Human Error

Human error is only the symptom,

Never the cause

From over-cooking dinner and forgetting anniversaries, to car accidents and global disasters, as a species we are engineered to make errors.

We make mistakes because of flawed information going into the brain rather than because of miscalculations by the brain itself.

Our Brains

Our brains can process data received correctly but struggles if input has errors. The internal mental processes we use are silent unflawed.

It is down to human design, not personality or intelligence; the very way we think, see and remember sets us up for mistakes. We are subconsciously biased, quick to judge by appearances and overconfident of our own abilities. Most of us believe we are above average at everything – a statistical impossibility that leads to slip-ups.

Great human errors through the ages

The Titanic

In 1912 Captain Edward Smith crashed the ‘unsinkable boat’ into an iceberg; 1503 lives were lost and $7.5 million in shipbuilding costs sunk.

The Leaning Tower

It took 177 years to build, but Pisa’s famous tower began to lean less than a decade after construction began. The enormous project was planned on unstable soil, and the foundations couldn’t support its weight.
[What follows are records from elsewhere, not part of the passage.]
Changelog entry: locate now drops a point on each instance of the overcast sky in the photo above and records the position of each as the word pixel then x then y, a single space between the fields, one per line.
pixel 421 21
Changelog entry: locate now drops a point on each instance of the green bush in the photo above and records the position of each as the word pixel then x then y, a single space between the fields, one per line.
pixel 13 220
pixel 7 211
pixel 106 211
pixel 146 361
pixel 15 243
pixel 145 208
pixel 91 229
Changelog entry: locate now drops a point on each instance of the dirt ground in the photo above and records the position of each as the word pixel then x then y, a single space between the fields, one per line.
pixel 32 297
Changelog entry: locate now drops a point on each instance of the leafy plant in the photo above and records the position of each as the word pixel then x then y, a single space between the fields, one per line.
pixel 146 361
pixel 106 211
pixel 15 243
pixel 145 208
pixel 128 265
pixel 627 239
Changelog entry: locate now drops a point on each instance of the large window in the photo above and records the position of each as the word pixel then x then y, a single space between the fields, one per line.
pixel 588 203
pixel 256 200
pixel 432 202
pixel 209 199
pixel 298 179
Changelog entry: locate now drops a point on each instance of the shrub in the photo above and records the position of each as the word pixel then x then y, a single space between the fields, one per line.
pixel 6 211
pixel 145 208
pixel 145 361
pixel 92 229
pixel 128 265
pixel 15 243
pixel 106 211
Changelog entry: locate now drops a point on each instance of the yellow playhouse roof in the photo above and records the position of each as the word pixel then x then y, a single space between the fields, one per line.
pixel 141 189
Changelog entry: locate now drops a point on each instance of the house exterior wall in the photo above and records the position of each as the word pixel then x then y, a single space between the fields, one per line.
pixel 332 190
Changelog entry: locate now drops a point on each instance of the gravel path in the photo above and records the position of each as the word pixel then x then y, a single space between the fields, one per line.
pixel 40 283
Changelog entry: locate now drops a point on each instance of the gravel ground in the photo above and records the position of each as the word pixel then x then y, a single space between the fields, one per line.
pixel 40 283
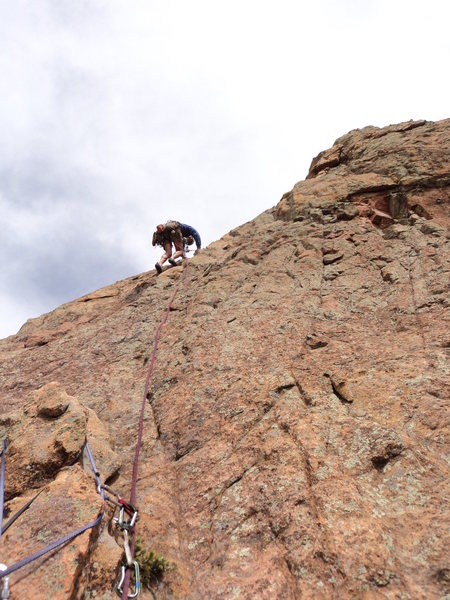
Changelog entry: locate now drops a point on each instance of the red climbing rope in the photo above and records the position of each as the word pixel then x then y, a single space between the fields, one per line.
pixel 126 582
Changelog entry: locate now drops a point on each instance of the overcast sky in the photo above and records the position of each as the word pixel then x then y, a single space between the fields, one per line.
pixel 116 115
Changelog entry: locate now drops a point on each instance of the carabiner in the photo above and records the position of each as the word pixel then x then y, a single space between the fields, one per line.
pixel 137 581
pixel 5 589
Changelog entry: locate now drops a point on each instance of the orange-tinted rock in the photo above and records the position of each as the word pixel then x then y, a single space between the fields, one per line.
pixel 295 428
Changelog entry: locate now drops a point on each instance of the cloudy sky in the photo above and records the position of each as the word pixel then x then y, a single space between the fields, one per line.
pixel 116 115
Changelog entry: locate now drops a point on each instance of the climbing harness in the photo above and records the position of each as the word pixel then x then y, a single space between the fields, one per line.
pixel 125 581
pixel 5 572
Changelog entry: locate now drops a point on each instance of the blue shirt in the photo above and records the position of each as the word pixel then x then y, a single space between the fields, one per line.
pixel 187 230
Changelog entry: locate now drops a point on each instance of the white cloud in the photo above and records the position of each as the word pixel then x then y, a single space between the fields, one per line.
pixel 120 115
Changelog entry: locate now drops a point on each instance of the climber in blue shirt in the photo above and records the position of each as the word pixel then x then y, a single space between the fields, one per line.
pixel 180 235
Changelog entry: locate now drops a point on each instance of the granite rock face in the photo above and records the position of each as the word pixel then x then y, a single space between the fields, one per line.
pixel 295 430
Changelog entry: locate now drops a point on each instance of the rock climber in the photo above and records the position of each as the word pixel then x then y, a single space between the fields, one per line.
pixel 178 234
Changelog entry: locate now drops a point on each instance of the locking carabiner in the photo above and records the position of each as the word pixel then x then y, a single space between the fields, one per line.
pixel 137 580
pixel 5 589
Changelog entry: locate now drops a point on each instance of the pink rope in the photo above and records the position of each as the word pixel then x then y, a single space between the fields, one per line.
pixel 126 582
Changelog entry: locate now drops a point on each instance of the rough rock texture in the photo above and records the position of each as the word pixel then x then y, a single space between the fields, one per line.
pixel 295 430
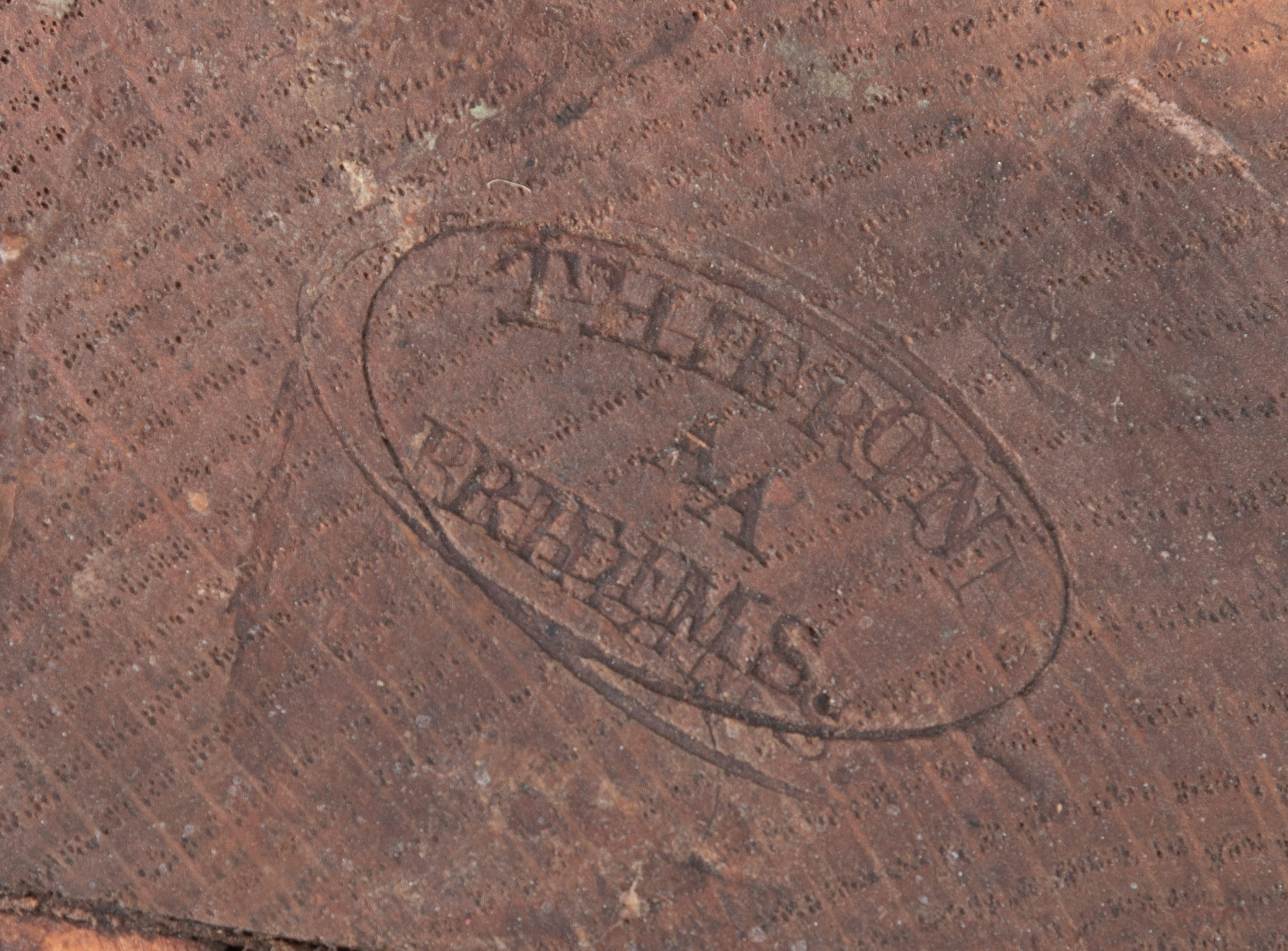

After extensive renovations, the tower has stopped moving for the first time in history.

Just the ticket

A woman in England who played the lottery every week picked the correct numbers to win the Euromillions, but her husband (unknowingly) threw the ticket away losing her £118 million.

Houston, we
have a problem

When building a satellite together, NASA used the metric system while Lockheed Martin used the English system, The cost of the lost orbiter? $125 million.

Listen to your wife

After a bad dream the night before his murder, Julius Caesar’s wife warned her husband not to go to the Senate.

The Millenium Dome, London

“We have a creation that, I believe, will truly be a beacon to the world,” declared Tony Blair in ‘98. The dome ended up costing nearly £800 million, only attracted half the number of people it aimed, and sat empty
for years before conversion.

But its not all bad news

Some mistakes are good

Alexander Fleming discovered Penicillin when he mistakenly left a petri dish open. The mould which grew in the dish had released a substance which killed the bacteria around it!

By the 1940s Penicillin was being mass-produced by the American drugs industry and is estimated to have saved over 80,000,000 lives since its accidental discovery in 1928.